D&O Market Expected to Tighten Under Pressure, Says AM Best

D&O Market Expected to Tighten Under Pressure, Says AM Best

Insurance Journal
Insurance JournalJun 8, 2026

Companies Mentioned

Why It Matters

Tighter D&O underwriting signals higher costs and stricter risk selection for corporate boards, reshaping insurance spend and governance strategies. Insurers must adapt to evolving technology and regulatory risks to protect profitability.

Key Takeaways

  • 2025 marks fourth consecutive year of D&O premium decline
  • Underwriting loss ratio rose to 54.5% in 2025
  • Insurers face tighter margins as claims linger longer
  • Geopolitical tensions and AI risks add underwriting uncertainty
  • Companies must enhance AI disclosure to meet evolving regulations

Pulse Analysis

The directors & officers liability market has entered a contraction phase after four years of shrinking premiums, according to AM Best’s latest analysis. Although insurers have enjoyed robust direct underwriting performance and ample capacity, renewal pricing in 2025 showed only marginal improvement, and the loss ratio climbed to 54.5%, indicating that profitability is under pressure. Slower claim settlements for accident years 2023 and 2024 have further strained reserve adequacy, prompting concerns about future underwriting results.

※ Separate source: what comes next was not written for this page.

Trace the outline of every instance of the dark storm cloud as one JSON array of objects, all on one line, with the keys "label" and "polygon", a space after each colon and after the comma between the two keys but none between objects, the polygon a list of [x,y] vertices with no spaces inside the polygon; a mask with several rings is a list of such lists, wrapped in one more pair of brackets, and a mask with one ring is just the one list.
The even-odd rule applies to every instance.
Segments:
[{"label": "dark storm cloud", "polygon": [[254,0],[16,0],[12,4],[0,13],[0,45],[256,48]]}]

Demand-side factors are amplifying the market squeeze. A dip in IPO activity reduced transactional risk coverage needs, and while the IPO market rebounded in 2025, lingering economic uncertainty—exacerbated by the Iran conflict—has kept demand subdued. At the same time, emerging exposures such as artificial intelligence, ESG, and DEI regulations are reshaping risk profiles. Insurers now face the dual challenge of pricing these novel risks while maintaining disciplined policy terms, as companies grapple with AI disclosure and the financial justification of AI investments.

For insurers, the outlook demands heightened diligence in segment selection and pricing discipline. The anticipated tightening in 2026 will likely translate into higher premiums and stricter underwriting criteria, especially for sectors with pronounced geopolitical or technology exposure. Corporate boards, in turn, must prioritize robust governance and transparent risk reporting to secure favorable coverage. Navigating this evolving landscape will require both insurers and insureds to align on emerging risk metrics, ensuring that D&O protection remains effective without eroding profitability.